1. Lead by example and instill rigor.
First and foremost, it comes down to everyone (and I mean everyone!) using the CRM system. Sales leaders should lead by example. Why would a new-hire account executive (AE) think it’s necessary to plug in their activities if you aren’t actively involved as well?
Whether it’s that new hire or a seasoned pro, we always need to teach the best practices: logging all activities and meetings while also keeping opportunities up to date by filling in next steps and the success criteria. Sales leaders should be actively engaged in the application on the opportunities: using the data (or lack thereof) to coach their people in order to improve outcomes, pulling in the right people at the right time, sharing updates on a deal to key stakeholders, and collaborating on things like deal spreadsheets and presentations to a client. But again, this can only happen if the CRM is always up to date. It’s priority #1 to keep the team on track.
2. Find coachable moments.
For our team, I track our activities, meetings, and pipeline on a weekly basis. Our AEs know that it’s something that their entire leadership team cares about. AEs can’t always control what their annual contract value (ACV) is at the end of any given month because they may not have 100% control over whether clients buy or not. But what they absolutely can control is the level of activity (as we discussed in tip #1) and the necessary rigor of documenting it. They can show they’re doing the right things and exhibiting the right behaviors that, in time, will pay off in ACV. And if they aren’t, the leadership team can help guide them in ways to fix it.
That’s where coaching becomes a key component. If you have everything in the CRM system, a regional vice president (RVP) can sit down with an AE and say, “Tell me about this meeting. What happened at this meeting? What did you learn from this meeting?” or “I participated in this meeting, too. Let’s go back and talk about what’s working, where are you getting stuck, what could you do differently?”
3. Bring on the rewards.
Incentivizing — whether it’s paid or unpaid — is an important aspect to keeping a sales team on track. For example, we are constantly coming up with new ideas around spiffs or team competitions to keep things fun while we drive the right focus in our business. Whether that is creating and closing business in a month or continuing to “feed the beast” with pipeline generation, we see quite a bit of success around that. We try to keep it interesting with a new theme each month, and we track it all in the app. Our leadership posts on a weekly basis how people are doing, and those who are at the top of the dashboard.
When it comes to rewards, it doesn’t always have to be monetary. Think creatively about it. Last year we awarded top leaders in activities, meetings, and pipeline by calling them out in Chatter and dropping a little three-inch gold trophy on their desk. It’s all about bragging rights. Some people acquired a handful of these trophies throughout the quarter. We’ve had competitions to win dinner with an SVP and a March Madness bracket to earn a half day off.
It’s a fun way to keep inspiring the sales team to stay focused and work hard when things like prospecting can be pretty hard. None of these were tied to money because, while money is great, I don’t think it’s always the most motivating factor. With these programs in place, we are on track to surpass our pipeline goals in the first quarter.
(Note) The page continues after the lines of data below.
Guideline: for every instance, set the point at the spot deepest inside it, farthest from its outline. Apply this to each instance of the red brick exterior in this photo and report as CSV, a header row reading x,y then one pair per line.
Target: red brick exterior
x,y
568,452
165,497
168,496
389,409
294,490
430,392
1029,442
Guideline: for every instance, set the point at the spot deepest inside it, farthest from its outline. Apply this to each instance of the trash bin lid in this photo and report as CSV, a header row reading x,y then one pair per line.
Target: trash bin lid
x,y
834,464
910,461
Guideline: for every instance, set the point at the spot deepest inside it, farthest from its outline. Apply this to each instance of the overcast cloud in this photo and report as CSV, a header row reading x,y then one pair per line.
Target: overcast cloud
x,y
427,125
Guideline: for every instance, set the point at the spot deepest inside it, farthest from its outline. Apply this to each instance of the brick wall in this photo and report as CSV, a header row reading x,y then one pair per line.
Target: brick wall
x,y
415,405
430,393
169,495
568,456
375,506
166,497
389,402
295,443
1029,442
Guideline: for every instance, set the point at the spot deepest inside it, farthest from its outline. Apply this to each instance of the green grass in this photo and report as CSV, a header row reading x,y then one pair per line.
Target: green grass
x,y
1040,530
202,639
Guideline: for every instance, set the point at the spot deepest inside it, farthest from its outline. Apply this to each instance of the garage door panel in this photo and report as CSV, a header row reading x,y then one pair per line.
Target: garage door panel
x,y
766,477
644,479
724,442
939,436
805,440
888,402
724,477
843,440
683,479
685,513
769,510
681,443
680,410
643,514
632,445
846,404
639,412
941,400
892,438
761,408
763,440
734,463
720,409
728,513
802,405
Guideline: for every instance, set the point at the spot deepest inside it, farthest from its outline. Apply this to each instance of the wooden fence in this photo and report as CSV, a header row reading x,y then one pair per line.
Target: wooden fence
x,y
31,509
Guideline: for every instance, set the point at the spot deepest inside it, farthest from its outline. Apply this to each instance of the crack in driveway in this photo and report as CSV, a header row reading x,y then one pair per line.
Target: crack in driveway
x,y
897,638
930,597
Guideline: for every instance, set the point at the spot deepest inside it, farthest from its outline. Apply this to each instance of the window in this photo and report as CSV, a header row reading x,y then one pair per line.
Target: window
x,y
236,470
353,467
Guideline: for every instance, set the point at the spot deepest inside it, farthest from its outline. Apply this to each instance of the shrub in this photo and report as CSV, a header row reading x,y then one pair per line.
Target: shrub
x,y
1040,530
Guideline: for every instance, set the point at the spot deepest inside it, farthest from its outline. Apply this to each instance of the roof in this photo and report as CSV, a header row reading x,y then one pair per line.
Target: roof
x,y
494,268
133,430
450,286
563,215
We will accomplish this through prioritization every day, holding people accountable, and recognizing success.
4. Prioritize enablement.
Our leadership team really prioritized enablement coming into this fiscal year because we can ask our AEs all day long to pick up the phones, create pipeline, and close deals. But if they aren’t comfortable or confident, or having the right types of conversations to uncover the business impact, problem to solve, or potential return on investment, then there’s a problem. As sales leaders we must arm them with the right skills to be as successful as possible and to capitalize on every opportunity they have.
Last year my management team rolled up our sleeves and said, “What are the areas that we really need to reinvest in for our people?” We focused on the sales skills that we thought were important to create pipeline and move deals successfully through the funnel. Each RVP raised their hand and took a topic, so it wasn’t on one person to deliver. It made all of the leadership team a little bit more invested in it.
For the first three weeks of the month on a weekly basis, we ran an enablement session with our AEs. We’ve done topics that range from performing account research to determine the right accounts to target, to running successful discovery sessions with your prospects or customers — uncovering value and business impact, asking tough questions, and building appropriate close decks to get in front of executives prepared with a point of view and a message. The topics run the gamut of tactical to strategic.
This year we are focused on delivering specific industry plays that will help our AEs break into their whitespace. We enable this through a webinar, ensure they consume the material through a Stand & Deliver program, provide reports for target prospects, and schedule call blitzes to drive activity. We showcase where people are doing things well and highlight use cases for pipeline generated. It’s all about sharing those best practices and learnings across the team, demonstrating to everyone else how to do it successfully and what a great example looks like. In turn, this gives AEs the recognition that they’re doing the right things and are contributing members to our collective goals.
“As sales leaders we must arm [AEs] with the right skills to be as successful as possible and to capitalize on every opportunity they have.”